Anfang 2018 soll international das bereits in Japan erhältliche „Yakuza 6“ auf den Markt kommen – darauf freue ich mich schon extrem. Ich hoffe auch der ein oder andere von euch gibt der Spielereihe vielleicht eine Chance: Man merkt den Games durch ihre Ecken und Kanten an, dass hier nicht die große Masse anvisiert wird und nicht das Budget eines Triple-A-Titels dahinter steckt. Aber der einzigartige Charme der Games zieht sich durch jeden Titel und macht auch „Yakuza Kiwami“ meiner Ansicht nach zu einem Pflichtkauf.

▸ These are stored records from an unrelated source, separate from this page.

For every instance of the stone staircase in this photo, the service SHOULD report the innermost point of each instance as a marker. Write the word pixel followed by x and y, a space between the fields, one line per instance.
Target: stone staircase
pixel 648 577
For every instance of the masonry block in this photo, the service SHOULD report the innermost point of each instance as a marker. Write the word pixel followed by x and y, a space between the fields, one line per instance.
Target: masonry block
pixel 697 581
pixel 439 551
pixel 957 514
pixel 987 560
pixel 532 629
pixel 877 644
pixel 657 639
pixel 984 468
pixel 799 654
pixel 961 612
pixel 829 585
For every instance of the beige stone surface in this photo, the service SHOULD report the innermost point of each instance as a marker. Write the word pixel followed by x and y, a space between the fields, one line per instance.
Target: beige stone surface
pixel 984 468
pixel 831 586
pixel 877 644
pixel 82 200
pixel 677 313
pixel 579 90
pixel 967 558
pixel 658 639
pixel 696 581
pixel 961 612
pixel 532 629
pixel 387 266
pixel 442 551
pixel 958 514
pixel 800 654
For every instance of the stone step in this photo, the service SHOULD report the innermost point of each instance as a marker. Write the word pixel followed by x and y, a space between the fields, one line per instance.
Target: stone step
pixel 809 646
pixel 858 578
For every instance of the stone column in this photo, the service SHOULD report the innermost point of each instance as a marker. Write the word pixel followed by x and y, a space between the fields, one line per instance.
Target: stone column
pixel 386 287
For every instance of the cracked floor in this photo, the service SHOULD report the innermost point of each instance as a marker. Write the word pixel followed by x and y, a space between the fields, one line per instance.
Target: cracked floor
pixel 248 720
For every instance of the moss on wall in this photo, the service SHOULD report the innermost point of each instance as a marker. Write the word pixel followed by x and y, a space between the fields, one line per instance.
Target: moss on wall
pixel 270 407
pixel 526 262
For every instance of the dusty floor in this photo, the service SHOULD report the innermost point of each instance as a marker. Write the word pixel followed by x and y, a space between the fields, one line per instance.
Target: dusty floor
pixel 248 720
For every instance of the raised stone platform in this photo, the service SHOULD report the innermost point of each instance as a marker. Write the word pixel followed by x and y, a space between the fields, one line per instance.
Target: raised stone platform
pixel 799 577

Vielen Dank für diesen (für mich) Geheimtipp Yakuza 0. Nach einer anfänglichen leichten Befremdung habe ich das Spiel aus denselben Gründen lieben gelernt, die du anführst. Und das, obwohl ich mit Japan-Spielen bisher nichts am Hut hatte.
Hey, das freut mich! Mir ging es damals auch am Anfang so mit der Reihe: Ich kam an der PS3 durch Zufall auf „Yakuza 3“ und am Anfang wirken die Spiele halt extrem schräg. Gerade die Mnüs und die Oberfläche sind ja auch eher altbacken. Aber wenn man dann drin im Spiel ist, gibt es wirklich sehr viel Tiefe. Ich finde auch die Hauptstories immer klass geschrieben – die können sich zweifellos mit den besten Games messen. Der Kontrast durch diese abgedrehten, absurden Nebenquesten ist dann herrlich und das gibt es meines Erachtens in dieser Form kaum in einem anderen Game.
Zumal die Nebenquesten ja trotzdem oft so etwas Herzerwärmendes haben – etwa diese ganze Storyline um den Angestellten beim Pocket Circuit oder die Kinder und ihre Freunschaften dort.
Freue mich schon unheimlich auf Yakuza 6, das ja eine deutlich moderne Grafikengine nutzt :-).